Britisches Urheberrechtsgesetz macht Betrieb öffentlicher WLAN-Netze nahezu unmöglich

Der Digital Economy Bill sieht im Fall von Copyright-Verletzungen harte Strafen für Anbieter öffentlicher Wi-Fi-Netze vor. Betroffen sind auch Bibliotheken und Universitäten. Ihnen drohen Schadenersatzklagen und Internetsperren.

Auf Internet-Cafés, Bibliotheken und Universitäten sowie andere Anbieter von öffentlichen WLAN-Netzwerken in Großbritannien kommen harte Zeiten zu, sollte der Gesetzentwurf Digital Economy Bill in seiner jetzigen Form verabschiedet werden. Denn dann müssten sie für Urheberrechtsverletzungen, die über ihr Wi-Fi-Netz begangen werden, ebenso haften wie Privatanwender. Im schlimmsten Fall drohen Schadenersatzleistungen und sogar Internetsperren. Das geht aus einer jetzt veröffentlichten offiziellen Informationsschrift des britischen Department for Business, Innovation and Skills (BIS) hervor.

Universitäten müssen sich demzufolge überlegen, ob sie sich als Internet Service Provider (ISP) oder als Anschlussinhaber einstufen. Diese Entscheidung hat laut dem Digital Economy Bill weitreichende Konsequenzen: Als Anschlussinhaber können sie bei mehrmaligen Verstößen gegen das Urheberrecht vom Netz getrennt werden. ISPs wiederum sind verpflichtet, Anwenderdaten zu protokollieren und auf Verlangen den Rechteinhabern auszuhändigen. Es gilt als wahrscheinlich, dass nur große Hotelketten und Konferenzzentren sich als ISP registrieren lassen.
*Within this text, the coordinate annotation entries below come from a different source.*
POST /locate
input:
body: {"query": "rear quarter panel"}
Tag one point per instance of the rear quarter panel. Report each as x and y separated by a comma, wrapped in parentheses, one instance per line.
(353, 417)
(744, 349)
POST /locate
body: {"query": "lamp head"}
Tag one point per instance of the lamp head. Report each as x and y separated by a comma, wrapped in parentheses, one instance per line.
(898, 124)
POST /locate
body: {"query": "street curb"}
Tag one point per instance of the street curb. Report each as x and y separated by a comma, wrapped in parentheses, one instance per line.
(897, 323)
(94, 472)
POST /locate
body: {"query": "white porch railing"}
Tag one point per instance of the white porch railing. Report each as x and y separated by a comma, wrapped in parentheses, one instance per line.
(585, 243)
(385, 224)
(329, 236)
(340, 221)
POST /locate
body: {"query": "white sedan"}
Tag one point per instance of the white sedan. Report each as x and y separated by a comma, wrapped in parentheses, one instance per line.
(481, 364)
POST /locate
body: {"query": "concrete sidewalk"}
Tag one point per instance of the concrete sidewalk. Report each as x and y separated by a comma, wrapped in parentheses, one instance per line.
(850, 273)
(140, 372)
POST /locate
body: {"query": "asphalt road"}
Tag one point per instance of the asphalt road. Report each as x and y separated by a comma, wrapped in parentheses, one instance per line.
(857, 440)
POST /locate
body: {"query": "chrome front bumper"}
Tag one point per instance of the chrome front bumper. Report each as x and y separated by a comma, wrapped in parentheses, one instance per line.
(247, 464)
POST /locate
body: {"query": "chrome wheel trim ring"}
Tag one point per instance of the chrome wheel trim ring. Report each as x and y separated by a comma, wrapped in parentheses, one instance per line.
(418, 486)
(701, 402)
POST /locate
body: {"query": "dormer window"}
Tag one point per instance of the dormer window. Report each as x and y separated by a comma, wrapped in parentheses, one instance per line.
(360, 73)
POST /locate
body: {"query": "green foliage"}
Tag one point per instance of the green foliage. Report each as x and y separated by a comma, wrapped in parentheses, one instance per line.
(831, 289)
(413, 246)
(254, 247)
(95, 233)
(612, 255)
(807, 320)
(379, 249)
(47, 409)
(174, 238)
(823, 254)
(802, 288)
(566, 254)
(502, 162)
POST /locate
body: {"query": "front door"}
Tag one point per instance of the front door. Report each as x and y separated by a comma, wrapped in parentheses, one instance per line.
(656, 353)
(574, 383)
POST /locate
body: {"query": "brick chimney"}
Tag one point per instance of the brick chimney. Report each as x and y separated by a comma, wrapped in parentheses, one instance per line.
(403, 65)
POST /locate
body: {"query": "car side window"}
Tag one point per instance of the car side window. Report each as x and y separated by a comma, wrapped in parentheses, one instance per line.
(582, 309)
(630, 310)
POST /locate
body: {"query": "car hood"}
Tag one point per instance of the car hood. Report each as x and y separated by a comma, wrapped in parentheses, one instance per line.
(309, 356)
Das BIS begründet auch, warum es keine Ausnahmen geben könne. Mache man eine Ausnahme für Bibliotheken, „sendet diese Maßnahme das falsche Signal. Das kann zur Gründung von Scheinorganisationen führen, die einen Ausnahmeantrag stellen und dann zu einem Tummelplatz für Urheberrechtsverletzungen werden.“ Auch Universitäten könne man nicht ausnehmen, weil manche von ihnen bereits strikte Anti-File-Sharing-Regeln in ihren Netzwerken anwendeten. „Es erscheint nicht klug, Universitäten, die bereits ein effektives System gegen Urheberrechtsverletzungen haben, dazu zu zwingen, dieses System aufzugeben und durch eine Alternative zu ersetzen.“

Gegenwärtig ist der Digital Economy Bill zur Überarbeitung im House of Lords. Es gebe noch Spielraum im Gesetzestext, „um die Positionen von Bibliotheken, Universitäten und Wi-Fi-Providern richtig wiederzugeben. Eventuell könnten diese Organisationen in verschiedene Kategorien eingeordnet werden. Je nach Kategorie gibt es unterschiedliche Schweregrade für Urheberrechtsverletzungen, die dann eine Benachrichtigung des Rechteinhabers nach sich ziehen.“

Lilian Edwards, Professorin für Internet-Recht an der Universität Sheffield kritisierte den Gesetzesentwurf gegenüber ZDNet: „Das ist eine sehr unglückliche Maßnahme für kleine Unternehmen – besonders in einer Rezessionsphase. Viele von ihnen nutzen mit sehr großem Erfolg freie Wi-Fi-Netze, um Kunden anzulocken. Selbst, wenn sie ein Passwort verlangen, haben sie nur zwei Optionen. Entweder bezahlen sie einen Dienstleister wie The Cloud, der ihr Netzwerk für sie betreibt, oder sie werden effektiv selbst zum ISP, der alle Benutzer überwacht, für die er eine Verbindung herstellt.“ Das sei aber ein unmöglicher Aufwand für ein kleines Internet-Café.